For The Record
USDA announces another $759 million of grants and loans for rural internet
Rural broadband has been a top priority of Georgia’s state and federal officials. Jared Strong/Iowa Capital Dispatch
The U.S. Department of Agriculture is awarding grants and loans that total about $759 million to 49 high-speed internet projects in 24 states and in other territories, the department announced Thursday.
The largest total award is a $36 million loan to Public Service Telephone Company for a fiber project in seven middle Georgia counties that would connect 21,289 people, 569 businesses, 323 farms and 29 educational facilities. The money is intended to install high–speed internet in Bibb, Crawford, Macon, Marion, Monroe, Talbot and Taylor counties.
Georgia lawmakers at the state and federal level have called for better internet connections for rural Georgians. State lawmakers have studied the disconnect extensively, but getting Georgia’s countryside wired has been slow going.
Georgia Democratic U.S. Sen. Raphael Warnock helped introduce bipartisan legislation in September to increase the federal funding available for broadband expansion by preventing some grants from being considered taxable income. The Broadband Grant Tax Treatment Act would amend the Internal Revenue Code to ensure that money directed for the implementation of rural broadband from the Infrastructure Investment and Jobs Act and the American Rescue Plan will not be considered taxable income and will make more of the funds available for much-needed broadband
“The pandemic forced many of us to live even more of our lives online. Hardworking Georgia families need reliable internet access for their jobs, education, health care and so much more,” Warnock said in a statement. “I’ve long championed efforts to strengthen broadband access, and I’m proud to be a part of this bipartisan coalition working to ensure rural regions in Georgia and across the nation have access to the resources they need to expand broadband.

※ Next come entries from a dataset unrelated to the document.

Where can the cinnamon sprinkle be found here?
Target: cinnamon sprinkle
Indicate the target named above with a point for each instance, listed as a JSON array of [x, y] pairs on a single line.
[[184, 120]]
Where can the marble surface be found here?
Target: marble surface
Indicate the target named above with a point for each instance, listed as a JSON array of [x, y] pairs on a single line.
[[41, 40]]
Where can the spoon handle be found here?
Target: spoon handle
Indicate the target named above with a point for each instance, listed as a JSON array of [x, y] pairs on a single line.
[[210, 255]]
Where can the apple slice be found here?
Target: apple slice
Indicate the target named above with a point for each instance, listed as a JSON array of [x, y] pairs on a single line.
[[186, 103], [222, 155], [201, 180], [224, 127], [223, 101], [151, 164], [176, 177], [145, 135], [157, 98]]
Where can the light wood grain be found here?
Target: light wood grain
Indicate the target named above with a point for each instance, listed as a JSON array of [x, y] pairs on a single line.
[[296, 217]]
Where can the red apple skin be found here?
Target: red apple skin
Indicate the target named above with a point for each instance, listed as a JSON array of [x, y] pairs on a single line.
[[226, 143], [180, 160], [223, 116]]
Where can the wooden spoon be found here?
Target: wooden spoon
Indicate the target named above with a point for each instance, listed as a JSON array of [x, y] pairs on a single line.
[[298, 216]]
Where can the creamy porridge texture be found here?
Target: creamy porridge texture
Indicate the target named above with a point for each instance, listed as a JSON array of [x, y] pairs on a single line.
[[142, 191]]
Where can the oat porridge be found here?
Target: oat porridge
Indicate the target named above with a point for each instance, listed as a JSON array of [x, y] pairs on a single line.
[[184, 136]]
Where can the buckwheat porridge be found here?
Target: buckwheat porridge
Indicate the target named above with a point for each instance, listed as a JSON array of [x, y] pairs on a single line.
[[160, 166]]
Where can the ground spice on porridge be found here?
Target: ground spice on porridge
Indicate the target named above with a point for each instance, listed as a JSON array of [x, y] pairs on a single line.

The federal funding is part of the Agriculture department’s ReConnect Program and is partially funded by the Bipartisan Infrastructure Law. The program seeks to boost broadband access — primarily in rural areas — to download speeds of 100 megabits per second.
“This really is critically important to the future of rural America,” U.S. Secretary of Agriculture Tom Vilsack said during a call with reporters. “Whether it’s distance-learning opportunities for our students, telemedicine for hospitals, doctors, market development for our small businesses or precision agriculture for our farmers, the internet — high-speed internet — is absolutely essential.”
About $668 million of the new funding is grants, with loans totaling about $91 million. It was the third such ReConnect announcement this year and is the largest so far. Another announcement is expected later this year and one in 2023, Vilsack said.
So far, the grant and loan awards have totaled about $1.6 billion.
The largest grants outside of Georgia announced Thursday were:
— Nearly $35 million for a southwest New Mexico fiber project.
— Nearly $35 million for northern Michigan.
— Nearly $35 million for a fiber network in the Republic of Palau.
— Nearly $30 million for Guam.
— More than $30 million for central Alaska.
Georgia Recorder Editor John McCosh contributed to this report.